He ... He still remembered back when he had first laid eyes on things like this, these tomes of irregular shape and size, bulky and inconvenient, could still bring his first sight of them to the surface of the mind, where it skimmed just under the rivulets, blurry but obvious, and he had hated them. Yes, he had, hadn't he? With a hatred, or maybe a jealous love, that stuck like acid in the back of his throat... Had he? They tickled his nose with filter-escaping debris and fumes of decaying paper, peeling plastic and dead glue-worms... He thought had always, always hated them. Filled with words, beliefs, thoughts and emotions - all of them human, dusty, decaying and old. So old. 

She... had treated them like precious jewels - not that jewels were an item he placed any value in, either, of course. They were bright and pretty, sometimes, but were nothing but cold stone inside, silent and dead, and so... so... familiar. Too familiar. 

But the books. 

He could still recall her soft fingertips as they brushed over the surfaces, as she examined her own skin and laughed, showing them the swirling lines of her fingerprints etched bright in the gray dust. She had been so damned happy in her musty room, amidst blankets with patches and little yarn knots, each inch harboring a story she loved to tell. Who she was had been lost to him long ago, but those small slivers of recollection....she had been important, maybe. Long ago. 

He wandered on through the room, pupils dilating until they were deep black pools edged only by the merest hint of cerulean blue. Yes, he remembered what they held - these books, tomes of old - they held stories of songs and.... and poetry... and sometimes he had laughed, and sometimes he had cried... they were bedtime tales, for warm nights together. Some had 'happy' tags attached to the memories in the analytical files of his fractured memory, memories of someone curled against him, memories of a precious joke that had made him smile once and somehow remained untainted by the mouth that spoke it. He wasn't sure why some things were so hard to recall and reconsider, if it was his own mind blocking the images, he didn't sense it. If he was just getting old... 

He thought he was old, but he wasn't sure. 

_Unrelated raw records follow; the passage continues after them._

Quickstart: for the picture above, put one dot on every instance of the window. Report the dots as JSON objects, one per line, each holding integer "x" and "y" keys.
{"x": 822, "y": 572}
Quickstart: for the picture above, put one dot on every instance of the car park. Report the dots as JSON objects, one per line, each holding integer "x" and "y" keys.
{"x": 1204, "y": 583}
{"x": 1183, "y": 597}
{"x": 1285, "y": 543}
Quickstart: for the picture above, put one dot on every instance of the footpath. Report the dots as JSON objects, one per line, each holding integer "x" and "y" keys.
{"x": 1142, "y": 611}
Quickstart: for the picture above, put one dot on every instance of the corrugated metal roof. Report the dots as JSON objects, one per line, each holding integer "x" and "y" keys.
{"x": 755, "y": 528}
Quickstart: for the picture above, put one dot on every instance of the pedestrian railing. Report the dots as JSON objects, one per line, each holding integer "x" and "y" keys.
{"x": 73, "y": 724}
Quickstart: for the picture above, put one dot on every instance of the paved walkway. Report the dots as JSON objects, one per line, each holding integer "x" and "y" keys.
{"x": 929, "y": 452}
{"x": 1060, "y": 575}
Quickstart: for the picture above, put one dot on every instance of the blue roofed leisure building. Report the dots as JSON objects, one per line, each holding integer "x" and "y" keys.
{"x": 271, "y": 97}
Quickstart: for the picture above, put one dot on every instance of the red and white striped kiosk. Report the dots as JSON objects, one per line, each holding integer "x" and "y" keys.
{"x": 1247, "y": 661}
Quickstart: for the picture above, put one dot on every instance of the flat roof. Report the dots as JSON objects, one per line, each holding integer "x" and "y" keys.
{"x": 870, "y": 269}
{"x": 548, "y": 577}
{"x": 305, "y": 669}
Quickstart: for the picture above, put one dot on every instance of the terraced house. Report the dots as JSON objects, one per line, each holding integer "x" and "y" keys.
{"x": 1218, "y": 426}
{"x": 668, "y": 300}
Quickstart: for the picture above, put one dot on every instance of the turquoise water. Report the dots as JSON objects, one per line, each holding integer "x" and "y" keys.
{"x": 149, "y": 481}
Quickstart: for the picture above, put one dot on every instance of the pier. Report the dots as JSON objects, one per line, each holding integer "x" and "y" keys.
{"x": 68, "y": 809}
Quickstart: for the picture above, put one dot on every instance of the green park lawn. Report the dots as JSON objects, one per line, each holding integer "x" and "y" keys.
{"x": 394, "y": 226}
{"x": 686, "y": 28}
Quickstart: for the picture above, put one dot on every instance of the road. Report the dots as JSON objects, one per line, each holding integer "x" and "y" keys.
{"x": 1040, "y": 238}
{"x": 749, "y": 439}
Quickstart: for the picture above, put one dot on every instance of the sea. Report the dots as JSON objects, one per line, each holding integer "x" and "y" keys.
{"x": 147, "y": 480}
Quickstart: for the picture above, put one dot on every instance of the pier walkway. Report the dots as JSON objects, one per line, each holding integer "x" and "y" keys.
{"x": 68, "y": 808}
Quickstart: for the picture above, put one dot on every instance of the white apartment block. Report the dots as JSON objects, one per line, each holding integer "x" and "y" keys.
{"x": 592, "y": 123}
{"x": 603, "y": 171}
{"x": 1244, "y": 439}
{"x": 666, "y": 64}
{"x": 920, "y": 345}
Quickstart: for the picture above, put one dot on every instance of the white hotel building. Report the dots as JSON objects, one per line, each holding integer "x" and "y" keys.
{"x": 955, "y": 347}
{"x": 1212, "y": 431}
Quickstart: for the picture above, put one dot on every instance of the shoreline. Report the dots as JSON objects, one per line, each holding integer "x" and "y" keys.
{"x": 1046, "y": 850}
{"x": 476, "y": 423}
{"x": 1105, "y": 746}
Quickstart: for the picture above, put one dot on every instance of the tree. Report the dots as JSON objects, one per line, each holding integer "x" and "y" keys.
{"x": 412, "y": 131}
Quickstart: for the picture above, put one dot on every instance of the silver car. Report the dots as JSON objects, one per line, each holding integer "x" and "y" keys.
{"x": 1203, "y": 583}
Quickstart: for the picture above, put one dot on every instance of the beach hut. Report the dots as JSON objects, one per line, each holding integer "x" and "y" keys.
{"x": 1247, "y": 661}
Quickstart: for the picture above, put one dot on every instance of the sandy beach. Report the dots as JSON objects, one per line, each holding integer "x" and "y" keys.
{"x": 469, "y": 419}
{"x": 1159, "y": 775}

How many years? Once he had known down to the day, but now it seemed faint and unimportant, like the disintegrating dust flecked across the bookshelves his hands were resting on. Slowly, lingeringly, he let the palms of his hands flicker against the filthy snow, a thin smile stretching to his lips as he recognized what he had drawn, but could not recall the name of it. A perpetual... wasn't there a word for feeling like you've been somewhere before? Or lived before? Or heard...something...what....? 

Soft spikes. Apples. Sometimes he felt like he was forgetting things. 

The air was dry and crackling, just like outside, only with the sharp edge of the tinny atmosphere removed by slats and wood, tucking them safely away from the cruelty of the suns. The lone man crept on, smile never ceasing. Oh, he remembered, sometimes, and what he remembered made him shiver with blinding, brilliant ecstacy. 

There had never been color, only red, and gold. Mostly gold, because when they slept it caressed the pillows in undulant waves - red because of something...what had it been? Just black, pricked with bleeding specks of light that humans were fond of wishing on, and the cold, hard gray of a metallic crypt. It rocked, thrumming with surreal life ticking by beneath flourescent lights, and he had always hated the constant motion, escapable by anti-gravity rooms where his hair flowed like water, but always there, never ending. 

He hated.... 

Something about sleeping, people sleeping, so many of them and never going away, never sitting up, never rolling and murmuring like he had always done. He had hated the way they lay like corpses, yet he wasn't allowed to touch or explore, only to stand with sanitized paws against the glass so cold that his metallic breath traced swirls against the surface, beneath the eery, not-quite-dim red lights. She would stand, and smile with pink lips tinged blue by frost, and always promised that they would wake up someday and he could ask them himself all the things he wanted to know. Who were they? Why did they lay like the dead? Were there dreams laced in ice, mirroring their frigid, still bodies? 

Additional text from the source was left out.